The concept of vegan levels is indeed a familiar terrain for those deeply immersed in the vegan community. It's not a recent phenomenon, as it traces back to the summer of 2015, sparked by none other than the influential pop superstar Beyoncé. Her public announcement about adopting a vegan diet ignited discussions within the community, raising questions about the varying degrees of commitment to veganism.

The article you provided explores the evolution of the concept and outlines five distinct levels of veganism. These levels serve as a comprehensive framework that acknowledges the diversity in motivations, commitments, and practices within the vegan lifestyle. Let's delve into each level:

  1. Level 1 Vegan:

    • Motivation: Primarily health benefits.
    • Practices: Predominantly avoids animal-derived foods but may occasionally consume products like honey or milk chocolate.
    • Flexibility: Believes in a balanced diet, following veganism around 95% of the time. May use non-vegan products like non-vegan leather or makeup.
  2. Level 2 Vegan:

    • Motivation: Health and passion for animal cruelty issues.
    • Practices: Actively seeks tasty vegan recipes and focuses on plant-based cooking.
    • Challenges: May still purchase non-vegan accessories or clothing, facing societal expectations about passion for animal welfare.
  3. Level 3 Vegan:

    • Experience: More entrenched in the vegan lifestyle.
    • Practices: Overcomes lifestyle adjustments and offers guidance to those in lower levels.
    • Awareness: Actively protests for animal ethics and is highly conscious of choosing plant-based foods.
  4. Level 4 Vegan:

    • Commitment: Incredibly committed to veganism.
    • Dietary Choices: Strict dietary regime with a focus on fruits, vegetables, and nuts.
    • Practices: Prefers vegan restaurants and actively participates in animal rights protests.
  5. Level 5 Vegan:

    • Commitment: Seen as "extreme vegans" with a profound commitment.
    • Practices: Avoids any form of animal product or exploitation, including accessories, makeup, and clothing.
    • Exclusions: Steers clear of eggs, dairy, meats, fish, seafood, leather, gelatin, and specific food colorings.

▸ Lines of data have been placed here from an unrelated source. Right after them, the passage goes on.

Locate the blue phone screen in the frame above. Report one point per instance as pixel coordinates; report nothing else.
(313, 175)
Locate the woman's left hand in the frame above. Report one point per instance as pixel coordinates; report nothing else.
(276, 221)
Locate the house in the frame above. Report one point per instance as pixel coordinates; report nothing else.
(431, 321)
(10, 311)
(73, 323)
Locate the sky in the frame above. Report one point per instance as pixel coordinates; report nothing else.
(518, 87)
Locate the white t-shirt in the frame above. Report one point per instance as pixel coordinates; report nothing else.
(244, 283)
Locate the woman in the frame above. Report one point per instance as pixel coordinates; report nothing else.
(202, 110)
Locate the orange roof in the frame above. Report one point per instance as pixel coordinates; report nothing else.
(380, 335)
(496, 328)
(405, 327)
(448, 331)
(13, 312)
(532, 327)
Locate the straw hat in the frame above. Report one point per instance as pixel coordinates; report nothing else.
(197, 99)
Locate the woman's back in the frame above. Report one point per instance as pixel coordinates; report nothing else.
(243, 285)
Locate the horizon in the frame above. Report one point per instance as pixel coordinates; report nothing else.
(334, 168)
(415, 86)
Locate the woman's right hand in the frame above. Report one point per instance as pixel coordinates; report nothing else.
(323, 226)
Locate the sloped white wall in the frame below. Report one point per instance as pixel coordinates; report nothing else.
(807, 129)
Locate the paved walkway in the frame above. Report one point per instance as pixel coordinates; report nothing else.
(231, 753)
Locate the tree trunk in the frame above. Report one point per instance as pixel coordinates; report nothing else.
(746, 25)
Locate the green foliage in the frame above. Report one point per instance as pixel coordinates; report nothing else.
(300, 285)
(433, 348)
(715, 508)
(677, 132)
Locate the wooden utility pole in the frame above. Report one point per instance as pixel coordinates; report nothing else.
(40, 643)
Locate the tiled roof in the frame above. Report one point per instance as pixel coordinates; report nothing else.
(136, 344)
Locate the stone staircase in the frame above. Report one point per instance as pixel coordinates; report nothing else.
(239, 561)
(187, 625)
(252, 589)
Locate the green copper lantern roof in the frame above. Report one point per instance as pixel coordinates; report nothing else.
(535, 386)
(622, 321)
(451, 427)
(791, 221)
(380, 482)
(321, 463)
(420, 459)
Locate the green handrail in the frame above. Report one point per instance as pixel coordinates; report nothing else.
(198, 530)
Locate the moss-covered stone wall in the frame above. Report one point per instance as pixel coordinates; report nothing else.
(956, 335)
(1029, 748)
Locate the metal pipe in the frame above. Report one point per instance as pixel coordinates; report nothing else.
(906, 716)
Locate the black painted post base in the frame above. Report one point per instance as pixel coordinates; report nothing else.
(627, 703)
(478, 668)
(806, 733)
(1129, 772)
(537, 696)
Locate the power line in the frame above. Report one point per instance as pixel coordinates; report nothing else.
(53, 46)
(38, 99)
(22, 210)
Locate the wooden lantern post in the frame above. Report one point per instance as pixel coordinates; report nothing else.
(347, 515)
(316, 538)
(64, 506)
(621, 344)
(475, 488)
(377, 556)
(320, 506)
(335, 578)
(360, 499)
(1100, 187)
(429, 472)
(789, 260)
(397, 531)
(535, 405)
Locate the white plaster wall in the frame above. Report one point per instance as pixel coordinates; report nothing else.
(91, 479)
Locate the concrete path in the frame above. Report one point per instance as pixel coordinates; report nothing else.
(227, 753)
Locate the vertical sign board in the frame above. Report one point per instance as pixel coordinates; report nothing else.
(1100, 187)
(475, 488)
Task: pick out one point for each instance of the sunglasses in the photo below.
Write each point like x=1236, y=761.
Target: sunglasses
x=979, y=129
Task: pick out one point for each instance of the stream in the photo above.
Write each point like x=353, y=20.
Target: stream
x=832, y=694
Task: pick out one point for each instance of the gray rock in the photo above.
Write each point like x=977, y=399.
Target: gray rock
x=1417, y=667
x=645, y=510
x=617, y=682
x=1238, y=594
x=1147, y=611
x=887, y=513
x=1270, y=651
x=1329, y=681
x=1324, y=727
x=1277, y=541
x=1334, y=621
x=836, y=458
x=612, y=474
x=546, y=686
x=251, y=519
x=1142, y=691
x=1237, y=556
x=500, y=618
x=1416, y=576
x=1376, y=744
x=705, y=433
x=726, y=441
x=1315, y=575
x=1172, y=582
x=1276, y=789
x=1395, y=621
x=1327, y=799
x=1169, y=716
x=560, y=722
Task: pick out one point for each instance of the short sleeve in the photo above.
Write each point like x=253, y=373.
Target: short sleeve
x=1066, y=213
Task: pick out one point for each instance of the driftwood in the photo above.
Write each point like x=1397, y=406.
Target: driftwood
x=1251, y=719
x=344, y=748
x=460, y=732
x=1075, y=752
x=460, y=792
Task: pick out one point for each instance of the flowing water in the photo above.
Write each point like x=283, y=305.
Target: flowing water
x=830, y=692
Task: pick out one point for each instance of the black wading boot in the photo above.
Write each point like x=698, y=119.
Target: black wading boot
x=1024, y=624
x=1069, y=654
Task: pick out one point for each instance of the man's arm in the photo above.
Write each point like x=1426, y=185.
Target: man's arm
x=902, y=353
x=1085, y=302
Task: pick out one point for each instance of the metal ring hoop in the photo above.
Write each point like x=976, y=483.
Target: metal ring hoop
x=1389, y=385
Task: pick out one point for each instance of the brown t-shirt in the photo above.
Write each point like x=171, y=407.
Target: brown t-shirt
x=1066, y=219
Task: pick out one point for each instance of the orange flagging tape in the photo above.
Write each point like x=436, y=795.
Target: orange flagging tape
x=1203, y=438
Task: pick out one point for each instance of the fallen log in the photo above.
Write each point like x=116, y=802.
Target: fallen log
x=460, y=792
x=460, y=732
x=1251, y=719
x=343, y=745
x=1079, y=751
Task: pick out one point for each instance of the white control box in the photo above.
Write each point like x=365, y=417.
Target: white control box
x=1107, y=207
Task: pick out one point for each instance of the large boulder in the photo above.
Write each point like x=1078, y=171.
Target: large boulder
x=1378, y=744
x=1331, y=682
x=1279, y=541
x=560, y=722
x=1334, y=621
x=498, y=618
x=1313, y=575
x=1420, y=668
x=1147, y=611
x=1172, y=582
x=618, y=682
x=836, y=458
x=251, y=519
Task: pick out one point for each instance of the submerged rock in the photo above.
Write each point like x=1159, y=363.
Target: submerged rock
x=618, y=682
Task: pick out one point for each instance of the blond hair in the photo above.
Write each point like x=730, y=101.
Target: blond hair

The levels framework recognizes the individuality of each person's vegan journey, accommodating diverse motivations and challenges. It emphasizes that all levels contribute to the overarching goal of reducing animal exploitation. Whether someone follows a vegan lifestyle for health, ethical, or environmental reasons, the framework fosters a supportive and inclusive community.

In conclusion, the concept of vegan levels provides a valuable guide for understanding and navigating the multifaceted nature of veganism, catering to individuals at various points in their journey toward a plant-based lifestyle.